In her opening brief, Chen argues that the FAC is legally sufficient. But all we have before us is the trial court's dismissal order under section 68608, subdivision (b). We review such orders for an abuse of discretion. (California Casualty Indemnity Ins. Co. v. Mendoza (1995) 36 Cal.App.4th 678, 680-682 (Mendoza).)
The trial court's order was well within its discretion. Enacted as part of the Trial Court Delay Reduction Act (§ 68600 et seq.), section 68608, subdivision (b) empowers judges "to impose sanctions authorized by law, including the power to dismiss actions or strike pleadings, if it appears that less severe sanctions would not be effective after taking into account the effect of previous sanctions or previous lack of compliance in the case. Judges are encouraged to impose sanctions to achieve the purposes of this article." Here, Chen did not appear at the CMC or at the hearing on the OSC hearing regarding her earlier nonappearance; dismissal on these same facts was upheld in Mendoza, supra, 36 Cal.App.4th at pp. 680-682. Because Chen represented herself, this is not a case where a party is being punished for her attorney's misfeasance. (Garcia v. McCutchen (1997) 16 Cal.4th 469, 471.) Moreover, we are not permitted to give pro se litigants any greater leeway; they, too, are presumed to know the delay reduction rules. (Wantuch v. Davis (1995) 32 Cal.App.4th 786, 795.)
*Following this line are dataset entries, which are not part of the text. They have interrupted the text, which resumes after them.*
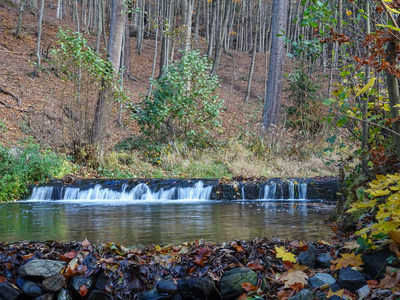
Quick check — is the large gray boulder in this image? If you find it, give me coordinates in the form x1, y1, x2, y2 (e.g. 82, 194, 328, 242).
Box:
220, 268, 258, 300
18, 259, 66, 278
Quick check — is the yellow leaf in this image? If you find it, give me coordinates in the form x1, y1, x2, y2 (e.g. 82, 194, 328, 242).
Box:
280, 270, 308, 289
355, 77, 376, 97
275, 247, 296, 263
343, 241, 360, 250
326, 289, 344, 299
332, 252, 364, 271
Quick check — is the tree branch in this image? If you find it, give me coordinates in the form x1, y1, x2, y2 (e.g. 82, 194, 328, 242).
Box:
322, 108, 400, 136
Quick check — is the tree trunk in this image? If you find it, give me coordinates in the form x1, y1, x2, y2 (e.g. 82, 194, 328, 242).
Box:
207, 0, 217, 59
262, 0, 288, 130
244, 0, 261, 102
386, 36, 400, 159
91, 0, 125, 155
211, 0, 232, 75
32, 0, 44, 77
15, 0, 25, 37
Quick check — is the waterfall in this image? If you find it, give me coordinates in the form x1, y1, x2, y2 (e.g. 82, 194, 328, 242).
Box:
29, 181, 213, 201
297, 183, 307, 199
262, 183, 276, 200
260, 181, 307, 200
290, 181, 294, 200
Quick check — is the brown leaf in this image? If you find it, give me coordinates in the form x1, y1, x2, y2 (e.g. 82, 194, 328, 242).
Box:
280, 270, 308, 289
82, 239, 92, 248
378, 267, 400, 292
241, 282, 258, 292
79, 285, 88, 297
332, 252, 364, 271
22, 253, 33, 259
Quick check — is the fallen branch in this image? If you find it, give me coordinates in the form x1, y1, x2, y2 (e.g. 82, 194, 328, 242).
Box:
322, 108, 400, 136
0, 87, 22, 106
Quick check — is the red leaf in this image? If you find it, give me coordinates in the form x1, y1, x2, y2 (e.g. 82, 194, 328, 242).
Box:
283, 260, 294, 271
241, 282, 258, 292
22, 253, 33, 259
247, 263, 264, 271
79, 285, 88, 297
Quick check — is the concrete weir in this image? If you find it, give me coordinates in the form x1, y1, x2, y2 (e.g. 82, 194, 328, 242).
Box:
29, 177, 340, 202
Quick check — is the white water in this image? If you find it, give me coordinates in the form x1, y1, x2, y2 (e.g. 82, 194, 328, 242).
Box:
260, 181, 307, 200
29, 181, 212, 201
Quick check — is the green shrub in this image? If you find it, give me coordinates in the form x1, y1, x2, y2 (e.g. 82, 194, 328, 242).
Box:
0, 143, 67, 201
133, 51, 223, 147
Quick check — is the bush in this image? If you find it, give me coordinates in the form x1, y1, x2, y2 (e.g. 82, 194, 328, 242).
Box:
0, 143, 64, 201
133, 51, 223, 146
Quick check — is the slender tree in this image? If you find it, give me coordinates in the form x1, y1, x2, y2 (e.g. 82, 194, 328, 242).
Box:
262, 0, 289, 130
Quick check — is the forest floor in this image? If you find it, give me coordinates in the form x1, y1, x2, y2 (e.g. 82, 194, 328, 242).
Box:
0, 0, 344, 177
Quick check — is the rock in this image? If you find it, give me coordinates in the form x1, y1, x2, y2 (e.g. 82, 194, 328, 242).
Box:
309, 273, 336, 288
289, 289, 314, 300
357, 285, 371, 300
326, 295, 343, 300
139, 289, 171, 300
297, 245, 317, 269
33, 293, 53, 300
338, 267, 367, 293
42, 274, 65, 292
57, 288, 72, 300
72, 276, 94, 294
220, 268, 257, 300
0, 282, 22, 300
94, 271, 108, 291
178, 277, 219, 300
375, 290, 392, 299
17, 278, 46, 298
18, 259, 66, 278
88, 289, 112, 300
317, 253, 333, 269
156, 279, 178, 295
361, 248, 396, 280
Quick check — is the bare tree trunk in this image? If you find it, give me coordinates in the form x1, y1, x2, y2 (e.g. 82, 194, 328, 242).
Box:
90, 0, 125, 157
262, 0, 288, 130
15, 0, 25, 37
147, 1, 160, 97
361, 1, 372, 174
207, 0, 217, 59
244, 0, 261, 102
211, 0, 232, 75
32, 0, 44, 77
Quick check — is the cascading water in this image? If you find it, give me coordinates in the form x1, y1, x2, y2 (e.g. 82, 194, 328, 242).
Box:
29, 181, 213, 201
260, 181, 307, 200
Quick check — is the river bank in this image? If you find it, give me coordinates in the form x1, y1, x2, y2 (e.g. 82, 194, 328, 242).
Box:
0, 238, 398, 300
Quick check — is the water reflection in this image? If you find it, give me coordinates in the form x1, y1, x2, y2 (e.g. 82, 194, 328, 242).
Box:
0, 201, 330, 245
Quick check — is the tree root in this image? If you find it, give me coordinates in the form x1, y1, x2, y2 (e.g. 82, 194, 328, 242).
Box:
0, 86, 22, 106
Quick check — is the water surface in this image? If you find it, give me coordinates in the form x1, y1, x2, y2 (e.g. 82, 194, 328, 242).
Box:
0, 200, 332, 246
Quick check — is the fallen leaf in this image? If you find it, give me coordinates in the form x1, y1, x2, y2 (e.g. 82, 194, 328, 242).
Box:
241, 282, 258, 292
22, 253, 33, 259
275, 247, 296, 262
332, 252, 364, 271
378, 267, 400, 292
326, 289, 344, 299
82, 239, 91, 248
279, 270, 308, 290
79, 285, 88, 297
343, 241, 360, 250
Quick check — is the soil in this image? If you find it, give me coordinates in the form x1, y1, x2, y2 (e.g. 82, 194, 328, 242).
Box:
0, 0, 293, 148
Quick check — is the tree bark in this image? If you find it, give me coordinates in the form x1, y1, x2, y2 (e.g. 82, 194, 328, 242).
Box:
262, 0, 288, 130
32, 0, 44, 77
15, 0, 25, 37
90, 0, 125, 155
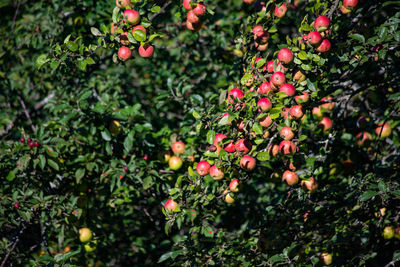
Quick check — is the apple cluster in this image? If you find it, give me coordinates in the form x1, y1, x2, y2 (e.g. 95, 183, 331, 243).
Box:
183, 0, 207, 32
111, 0, 154, 61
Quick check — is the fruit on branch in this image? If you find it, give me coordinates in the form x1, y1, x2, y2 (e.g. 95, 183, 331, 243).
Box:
279, 140, 297, 155
279, 126, 294, 141
168, 156, 182, 171
210, 165, 224, 180
317, 39, 331, 53
375, 122, 392, 139
118, 46, 132, 61
196, 160, 210, 176
257, 97, 272, 111
319, 252, 332, 265
171, 141, 186, 154
282, 170, 299, 185
278, 48, 293, 64
271, 71, 286, 86
229, 179, 240, 192
314, 16, 331, 31
79, 228, 93, 243
139, 44, 154, 58
235, 138, 252, 155
274, 3, 287, 18
124, 9, 140, 25
279, 83, 296, 96
301, 177, 318, 193
240, 155, 256, 171
228, 88, 244, 104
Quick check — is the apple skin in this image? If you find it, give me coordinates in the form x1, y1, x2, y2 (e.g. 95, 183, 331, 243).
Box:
171, 141, 185, 154
278, 48, 293, 64
257, 97, 272, 111
279, 126, 294, 141
375, 122, 392, 139
307, 31, 322, 46
319, 252, 332, 265
164, 198, 179, 212
279, 140, 297, 155
228, 88, 244, 104
79, 228, 93, 243
314, 16, 331, 31
282, 170, 299, 185
196, 160, 210, 176
274, 4, 287, 18
235, 138, 252, 155
118, 46, 132, 61
210, 165, 225, 180
229, 179, 240, 193
279, 83, 296, 96
240, 155, 256, 171
124, 9, 140, 25
168, 156, 182, 171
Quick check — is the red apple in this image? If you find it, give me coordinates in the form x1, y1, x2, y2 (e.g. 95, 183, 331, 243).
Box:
278, 48, 293, 64
279, 83, 296, 96
240, 155, 256, 171
282, 170, 299, 185
271, 71, 286, 86
139, 44, 154, 58
124, 9, 140, 25
210, 165, 224, 180
279, 126, 294, 141
196, 160, 210, 176
257, 97, 272, 111
171, 141, 185, 154
235, 138, 252, 154
164, 199, 179, 212
314, 16, 331, 31
118, 46, 132, 61
274, 4, 287, 18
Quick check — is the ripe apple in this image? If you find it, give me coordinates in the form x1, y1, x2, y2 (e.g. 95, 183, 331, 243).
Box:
279, 83, 296, 96
274, 4, 287, 18
229, 179, 240, 192
240, 155, 256, 171
375, 122, 392, 139
235, 139, 252, 155
79, 228, 93, 243
279, 126, 294, 141
257, 97, 272, 111
168, 156, 182, 171
228, 88, 244, 104
318, 117, 332, 132
289, 105, 303, 119
279, 140, 297, 155
210, 165, 224, 180
294, 91, 310, 105
193, 3, 207, 17
124, 9, 140, 25
382, 226, 394, 239
278, 48, 293, 64
319, 252, 332, 265
314, 16, 331, 31
271, 71, 286, 86
307, 31, 322, 46
171, 141, 185, 154
164, 198, 179, 212
118, 46, 132, 61
196, 160, 210, 176
301, 177, 318, 193
317, 39, 331, 53
139, 44, 154, 58
258, 115, 272, 128
282, 170, 299, 185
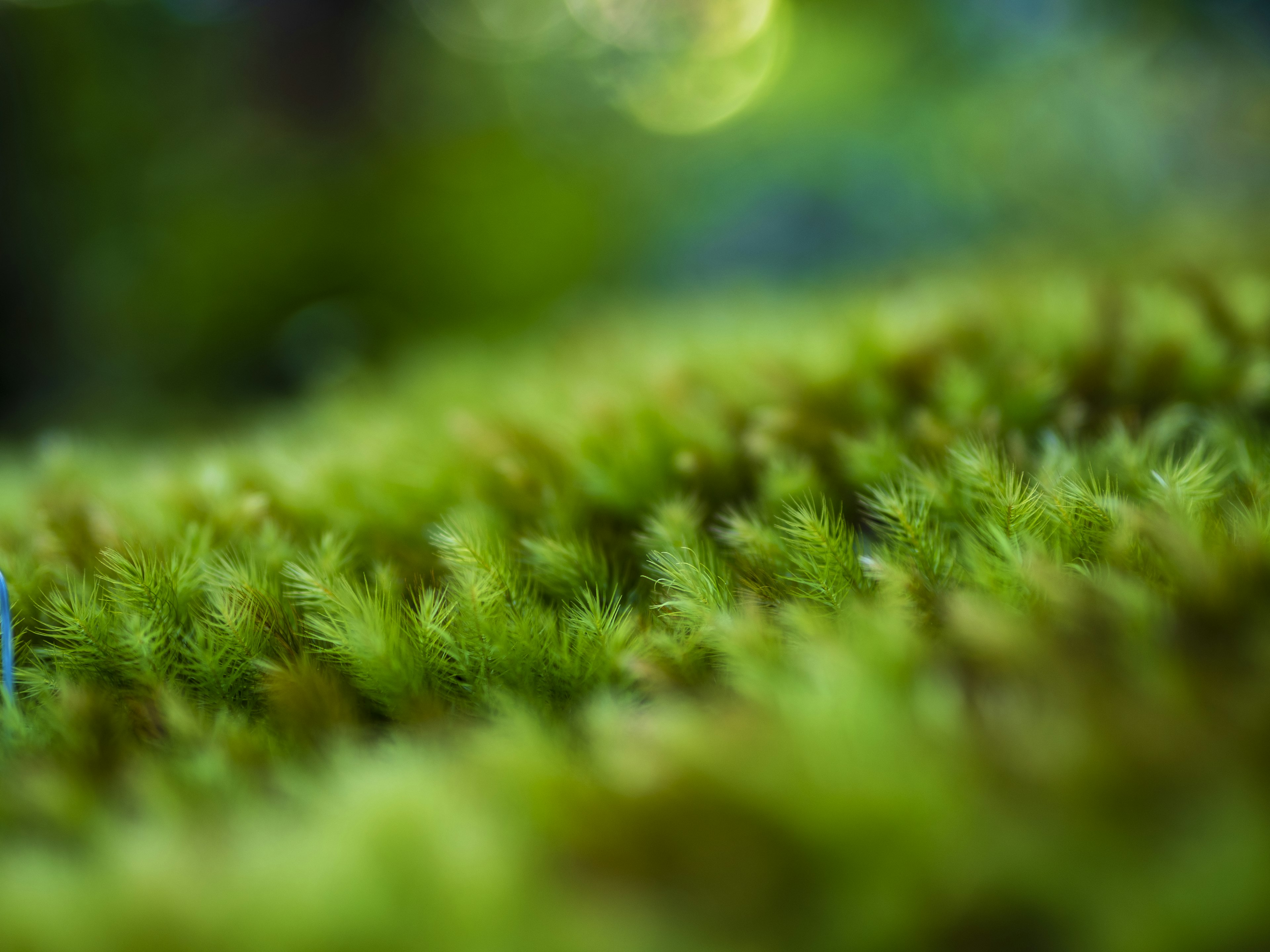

In her reply brief, Chen does not dispute her awareness of the two hearing dates or her nonappearance; instead, she argues that she had a good reason for not showing up—namely, the trial court threatened to dismiss her case if she did not obtain counsel. This argument has been forfeited. (Singh v. Southland Stone, U.S.A., Inc. (2010) 186 Cal.App.4th 338, 362, fn. 18 [arguments raised for the first time in reply brief are forfeited].) It is also without any factual support. Chen provides no transcript of the hearing at which the trial court is alleged to have made this statement. It is also not clear when this hearing occurred, as the hearing date Chen provides is March 19, 2014—the same date as the CMC she did not attend. Chen has not carried her burden of showing error. (Ketchum v. Moses (2001) 24 Cal.4th 1122, 1140-1141.)
The judgment is affirmed. Costs on appeal are awarded to Chase.
BOREN, P. J. and ASHMANN-GERST, J., concurs.